As the ‘80s ended and the ‘90s began, the loser eventually supplanted the neurotic loner as the young American antihero. Richard
Linklater’s low-budget “Slacker,” the 1991 group portrait of underemployed young folk in Austin, Texas, is a cult film that jumps from loser to loser. James Monaco’s “The Movie Guide” smartly summarizes the field: “street musicians, espresso czars, co-op kids, sidewalk psychics, paranoid hitchhikers, disgruntled grad students, anti-artists, cafe philosophers, petty thieves, anarchists, post-modernists, dropouts and freaks - slackers all.”
But the supernova in the galaxy of Generation X losers would have to be the 1992 “Wayne’s World,” whose heroes compensate for their nothing lives with their nutty cable access show.

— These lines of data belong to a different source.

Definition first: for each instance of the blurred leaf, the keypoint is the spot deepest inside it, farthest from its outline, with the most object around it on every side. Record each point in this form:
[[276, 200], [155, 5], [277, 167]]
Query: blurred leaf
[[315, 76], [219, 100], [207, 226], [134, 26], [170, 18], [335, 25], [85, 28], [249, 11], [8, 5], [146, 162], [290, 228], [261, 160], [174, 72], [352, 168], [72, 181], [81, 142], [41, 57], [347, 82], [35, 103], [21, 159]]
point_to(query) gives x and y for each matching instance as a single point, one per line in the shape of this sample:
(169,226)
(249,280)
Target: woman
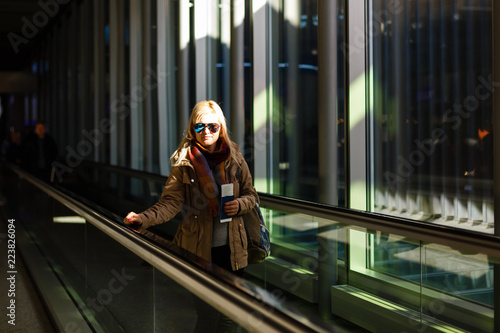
(206,159)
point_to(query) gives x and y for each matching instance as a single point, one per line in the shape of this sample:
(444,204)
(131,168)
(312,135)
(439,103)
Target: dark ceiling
(21,23)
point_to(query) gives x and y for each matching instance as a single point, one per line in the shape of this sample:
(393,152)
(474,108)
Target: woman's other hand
(232,208)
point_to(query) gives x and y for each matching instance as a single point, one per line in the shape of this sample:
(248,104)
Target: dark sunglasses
(200,127)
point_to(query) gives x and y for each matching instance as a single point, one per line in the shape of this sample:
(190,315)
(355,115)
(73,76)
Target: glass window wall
(432,111)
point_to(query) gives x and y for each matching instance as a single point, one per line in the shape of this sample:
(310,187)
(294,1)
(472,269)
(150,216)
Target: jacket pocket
(188,235)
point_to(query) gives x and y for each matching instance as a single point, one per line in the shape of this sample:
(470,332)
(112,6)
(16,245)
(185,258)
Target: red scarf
(200,158)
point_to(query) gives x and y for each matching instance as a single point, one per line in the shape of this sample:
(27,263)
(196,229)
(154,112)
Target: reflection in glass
(295,118)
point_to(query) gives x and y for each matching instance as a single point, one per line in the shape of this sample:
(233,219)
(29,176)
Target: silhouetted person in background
(39,150)
(11,148)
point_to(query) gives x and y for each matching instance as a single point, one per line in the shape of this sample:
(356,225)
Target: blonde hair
(200,110)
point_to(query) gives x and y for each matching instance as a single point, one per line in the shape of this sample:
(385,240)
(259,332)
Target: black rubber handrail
(459,239)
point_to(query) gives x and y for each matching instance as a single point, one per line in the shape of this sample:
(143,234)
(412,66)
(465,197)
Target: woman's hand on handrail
(133,221)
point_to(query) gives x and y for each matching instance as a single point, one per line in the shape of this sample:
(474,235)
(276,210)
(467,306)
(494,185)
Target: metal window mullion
(236,82)
(84,90)
(356,111)
(290,116)
(202,55)
(147,88)
(183,77)
(496,106)
(116,75)
(137,93)
(275,105)
(99,75)
(260,94)
(71,123)
(166,84)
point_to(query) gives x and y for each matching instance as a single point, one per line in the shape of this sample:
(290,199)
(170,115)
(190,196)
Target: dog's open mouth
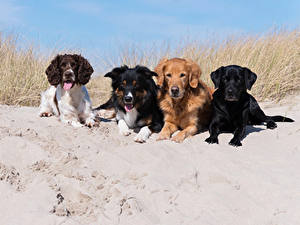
(68,85)
(231,99)
(128,107)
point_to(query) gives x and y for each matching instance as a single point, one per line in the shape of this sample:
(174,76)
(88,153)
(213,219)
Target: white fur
(73,105)
(123,128)
(143,135)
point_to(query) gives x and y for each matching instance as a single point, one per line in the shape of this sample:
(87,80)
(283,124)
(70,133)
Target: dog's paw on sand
(11,176)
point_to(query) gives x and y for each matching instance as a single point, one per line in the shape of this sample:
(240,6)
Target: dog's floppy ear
(116,72)
(145,71)
(85,69)
(250,78)
(195,73)
(52,71)
(159,69)
(216,76)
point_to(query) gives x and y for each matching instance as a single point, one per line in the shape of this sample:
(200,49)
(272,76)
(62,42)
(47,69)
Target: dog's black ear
(145,71)
(52,71)
(116,72)
(250,78)
(216,76)
(85,69)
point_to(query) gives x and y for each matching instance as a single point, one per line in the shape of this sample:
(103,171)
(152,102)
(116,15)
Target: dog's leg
(188,131)
(123,128)
(238,135)
(259,116)
(88,114)
(167,131)
(48,106)
(143,135)
(214,131)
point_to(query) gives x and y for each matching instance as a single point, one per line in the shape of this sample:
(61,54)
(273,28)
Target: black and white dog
(134,98)
(67,97)
(233,107)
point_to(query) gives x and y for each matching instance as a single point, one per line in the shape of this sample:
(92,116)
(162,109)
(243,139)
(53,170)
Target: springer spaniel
(67,96)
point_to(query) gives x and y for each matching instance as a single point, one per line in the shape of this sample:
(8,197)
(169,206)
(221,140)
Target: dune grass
(273,56)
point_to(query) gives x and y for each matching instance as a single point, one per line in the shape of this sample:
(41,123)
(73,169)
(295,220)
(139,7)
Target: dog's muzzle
(230,97)
(128,102)
(175,92)
(68,79)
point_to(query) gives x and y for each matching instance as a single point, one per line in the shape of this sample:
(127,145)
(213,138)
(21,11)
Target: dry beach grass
(273,56)
(51,173)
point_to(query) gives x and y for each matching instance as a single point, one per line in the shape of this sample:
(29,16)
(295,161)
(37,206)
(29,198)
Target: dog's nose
(175,90)
(128,99)
(68,73)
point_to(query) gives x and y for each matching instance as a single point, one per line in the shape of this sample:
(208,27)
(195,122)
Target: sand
(51,173)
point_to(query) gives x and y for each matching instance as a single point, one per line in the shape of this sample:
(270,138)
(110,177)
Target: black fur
(147,106)
(233,107)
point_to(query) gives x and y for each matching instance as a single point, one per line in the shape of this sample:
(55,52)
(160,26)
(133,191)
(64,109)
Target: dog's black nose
(128,99)
(175,90)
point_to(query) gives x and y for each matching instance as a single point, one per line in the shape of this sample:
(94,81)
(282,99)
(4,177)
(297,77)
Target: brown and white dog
(67,96)
(183,98)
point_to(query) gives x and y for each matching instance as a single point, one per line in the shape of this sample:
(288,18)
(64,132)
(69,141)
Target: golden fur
(191,110)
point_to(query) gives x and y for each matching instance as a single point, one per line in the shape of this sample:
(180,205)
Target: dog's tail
(108,105)
(281,119)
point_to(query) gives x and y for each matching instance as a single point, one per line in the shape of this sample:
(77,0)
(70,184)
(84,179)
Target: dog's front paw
(75,124)
(90,123)
(178,138)
(271,125)
(235,142)
(106,114)
(212,140)
(45,114)
(124,132)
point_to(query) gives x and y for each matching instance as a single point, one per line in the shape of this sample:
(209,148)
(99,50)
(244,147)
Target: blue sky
(91,25)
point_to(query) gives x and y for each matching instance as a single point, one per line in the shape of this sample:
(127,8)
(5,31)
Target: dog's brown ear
(145,71)
(52,71)
(85,69)
(195,73)
(250,78)
(159,69)
(116,72)
(216,76)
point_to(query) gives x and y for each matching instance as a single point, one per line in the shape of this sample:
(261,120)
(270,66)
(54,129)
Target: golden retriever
(183,98)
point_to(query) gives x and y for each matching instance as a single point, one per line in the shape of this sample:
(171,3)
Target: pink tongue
(128,108)
(67,86)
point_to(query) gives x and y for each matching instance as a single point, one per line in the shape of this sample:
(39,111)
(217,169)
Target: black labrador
(233,107)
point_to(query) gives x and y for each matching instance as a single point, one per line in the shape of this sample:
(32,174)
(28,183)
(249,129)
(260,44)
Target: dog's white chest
(129,117)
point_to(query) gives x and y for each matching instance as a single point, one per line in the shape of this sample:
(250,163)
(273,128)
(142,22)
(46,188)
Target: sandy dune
(51,173)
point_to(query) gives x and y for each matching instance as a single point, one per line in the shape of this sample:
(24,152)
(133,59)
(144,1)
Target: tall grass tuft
(273,56)
(21,73)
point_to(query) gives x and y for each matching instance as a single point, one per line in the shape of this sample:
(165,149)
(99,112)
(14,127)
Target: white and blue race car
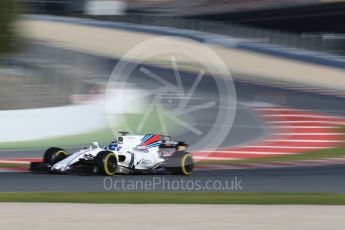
(129,154)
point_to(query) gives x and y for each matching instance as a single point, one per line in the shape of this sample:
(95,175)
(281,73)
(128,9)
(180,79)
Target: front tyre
(106,163)
(181,163)
(54,155)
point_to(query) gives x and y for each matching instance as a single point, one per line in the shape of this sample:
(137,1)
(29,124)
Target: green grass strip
(177,198)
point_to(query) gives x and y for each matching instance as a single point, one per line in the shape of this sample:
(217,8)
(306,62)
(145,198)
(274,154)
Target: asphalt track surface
(246,127)
(329,179)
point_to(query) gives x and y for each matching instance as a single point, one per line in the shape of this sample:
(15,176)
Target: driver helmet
(112,146)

Already cult heroes by virtue of their bits on “Saturday Night Live,” Mike Myers’ cocky Wayne Campbell and Dana Carvey’s dreamy Garth Algar zoomed to movie stardom under the knowing direction of Penelope Spheeris, whose surreal 1983 “Suburbia” had drawn a much darker portrait of dropout youths.
Other portraits of Generation Xers in nowhere jobs are somewhat more serious. The 1994 “Clerks” is an ultra low-budget effort by Kevin Smith, a New Jersey convenience store clerk. Smith takes a bleak look into a day in the lives of the kids who man the Quick Stop.

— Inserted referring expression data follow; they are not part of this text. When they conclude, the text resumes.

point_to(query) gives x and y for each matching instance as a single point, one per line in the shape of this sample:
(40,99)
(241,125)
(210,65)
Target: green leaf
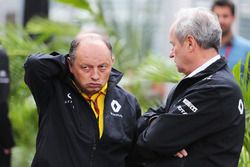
(82,4)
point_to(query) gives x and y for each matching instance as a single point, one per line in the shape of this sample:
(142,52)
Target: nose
(95,74)
(171,54)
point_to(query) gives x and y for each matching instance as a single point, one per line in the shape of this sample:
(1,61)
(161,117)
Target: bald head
(85,39)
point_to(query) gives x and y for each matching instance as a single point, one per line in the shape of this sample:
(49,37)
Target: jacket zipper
(96,138)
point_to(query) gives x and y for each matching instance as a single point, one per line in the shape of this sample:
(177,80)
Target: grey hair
(87,37)
(200,23)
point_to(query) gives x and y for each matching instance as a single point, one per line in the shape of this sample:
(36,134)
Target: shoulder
(223,84)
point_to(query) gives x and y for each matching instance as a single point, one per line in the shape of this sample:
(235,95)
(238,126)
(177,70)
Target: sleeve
(6,137)
(193,117)
(40,70)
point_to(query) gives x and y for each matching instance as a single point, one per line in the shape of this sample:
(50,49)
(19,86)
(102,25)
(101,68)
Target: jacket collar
(216,66)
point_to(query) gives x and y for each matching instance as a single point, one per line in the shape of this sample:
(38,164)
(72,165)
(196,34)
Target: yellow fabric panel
(100,97)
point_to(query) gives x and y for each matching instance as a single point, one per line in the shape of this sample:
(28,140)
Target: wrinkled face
(225,17)
(179,53)
(91,66)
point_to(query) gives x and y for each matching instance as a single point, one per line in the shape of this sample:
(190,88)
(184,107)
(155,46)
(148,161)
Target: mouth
(94,85)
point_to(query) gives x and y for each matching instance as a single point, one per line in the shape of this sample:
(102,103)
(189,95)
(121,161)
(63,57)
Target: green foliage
(242,78)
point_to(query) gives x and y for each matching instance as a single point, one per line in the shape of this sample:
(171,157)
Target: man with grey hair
(204,112)
(85,118)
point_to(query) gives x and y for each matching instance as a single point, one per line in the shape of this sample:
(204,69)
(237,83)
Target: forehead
(92,49)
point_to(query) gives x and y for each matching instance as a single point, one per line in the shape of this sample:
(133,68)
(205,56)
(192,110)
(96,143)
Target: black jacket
(204,114)
(68,130)
(6,137)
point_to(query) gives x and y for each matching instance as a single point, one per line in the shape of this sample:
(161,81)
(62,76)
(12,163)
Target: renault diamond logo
(115,106)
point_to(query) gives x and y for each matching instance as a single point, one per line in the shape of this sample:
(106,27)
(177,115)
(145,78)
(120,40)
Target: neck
(226,38)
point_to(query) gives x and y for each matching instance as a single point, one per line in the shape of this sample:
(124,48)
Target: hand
(7,151)
(181,154)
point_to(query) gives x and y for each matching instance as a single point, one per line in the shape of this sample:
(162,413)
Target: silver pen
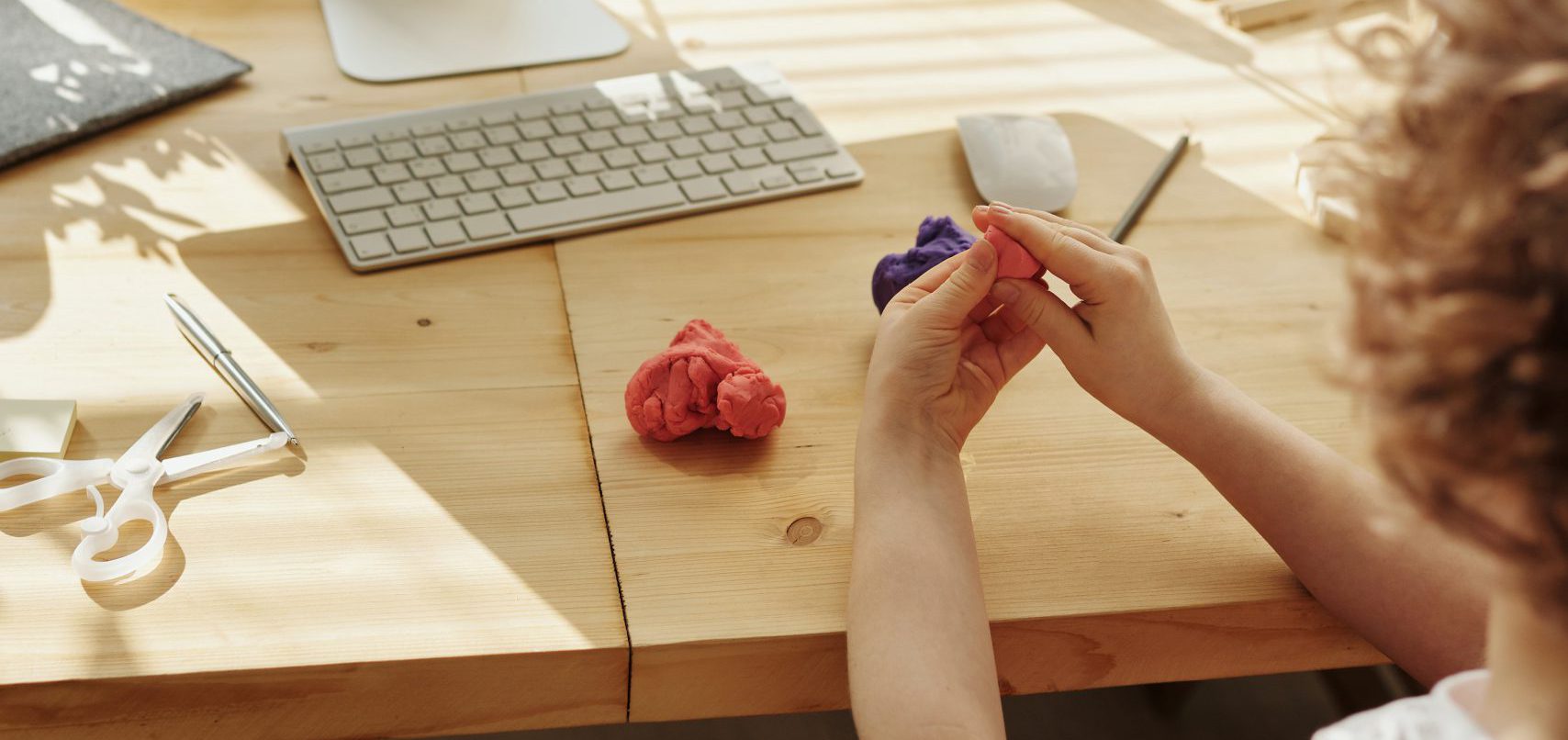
(219,358)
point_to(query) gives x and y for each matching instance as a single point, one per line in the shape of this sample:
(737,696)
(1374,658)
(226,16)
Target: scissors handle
(55,477)
(101,532)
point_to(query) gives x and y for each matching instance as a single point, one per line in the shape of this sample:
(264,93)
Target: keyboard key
(591,207)
(546,192)
(433,146)
(400,151)
(551,170)
(482,181)
(339,182)
(325,163)
(617,181)
(535,129)
(361,223)
(462,162)
(761,115)
(719,141)
(370,246)
(565,146)
(664,130)
(697,124)
(531,151)
(518,174)
(445,234)
(631,135)
(741,184)
(502,135)
(598,141)
(751,137)
(806,123)
(438,210)
(391,174)
(620,159)
(449,185)
(805,173)
(730,119)
(602,119)
(783,130)
(686,148)
(361,199)
(405,215)
(513,198)
(411,192)
(569,124)
(651,174)
(655,152)
(800,150)
(684,168)
(587,163)
(467,141)
(477,203)
(409,241)
(704,188)
(427,168)
(717,163)
(363,157)
(584,187)
(498,157)
(746,159)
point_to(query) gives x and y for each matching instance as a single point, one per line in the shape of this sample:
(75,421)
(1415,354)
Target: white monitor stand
(407,39)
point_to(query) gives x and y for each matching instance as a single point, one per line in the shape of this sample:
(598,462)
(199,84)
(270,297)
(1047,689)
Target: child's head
(1461,279)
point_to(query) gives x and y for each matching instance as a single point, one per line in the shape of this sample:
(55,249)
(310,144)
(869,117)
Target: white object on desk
(408,39)
(137,472)
(35,429)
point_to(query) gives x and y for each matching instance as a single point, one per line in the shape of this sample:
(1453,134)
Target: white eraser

In the movies, losers often harbor such fantasies of minor glory. In last summer’s most touching romantic comedy, “It Could Happen to You,” Bridget Fonda gave her most engaging performance as a coffeeshop waitress whose dreams of becoming an actress have faded, even as her hopes for having a life have been smashed before her eyes. The cop played by Nicolas Cage changes all that with his lottery ticket tip, of course.
The most successful loser opus of 1994, however, has to be “Dumb and Dumber,” which casts the outrageous Jim Carrey as a soon-to-be-unemployed limousine driver and Jeff Daniels as a clientless pet groomer (two of your more original loser gigs). Together, the dummies hit the road, belatedly discovering they are carrying a suitcase full of big bills.
Johnny Depp seems irresistibly drawn to losers, with recent roles in “Benny & Joon” and “What’s Eating Gilbert Grape,” both in 1993. Last year he took on the title role in Tim Burton’s “Ed Wood,” a black-andwhite portrait of the film auteur as cross-dressing loser. That extraordinary comedy about the unstoppable and sometimes disastrous urge to create took place in that supposedly upbeat decade of the ‘50s, which just shows that losers have always been with us.
Yet in the eyes of Hollywood, losers have never been as plentiful or as pathetic as they are now. Our nation’s decline in every area but the creation of low-level jobs has created a climate where the loser has become the symbol of the new American youth.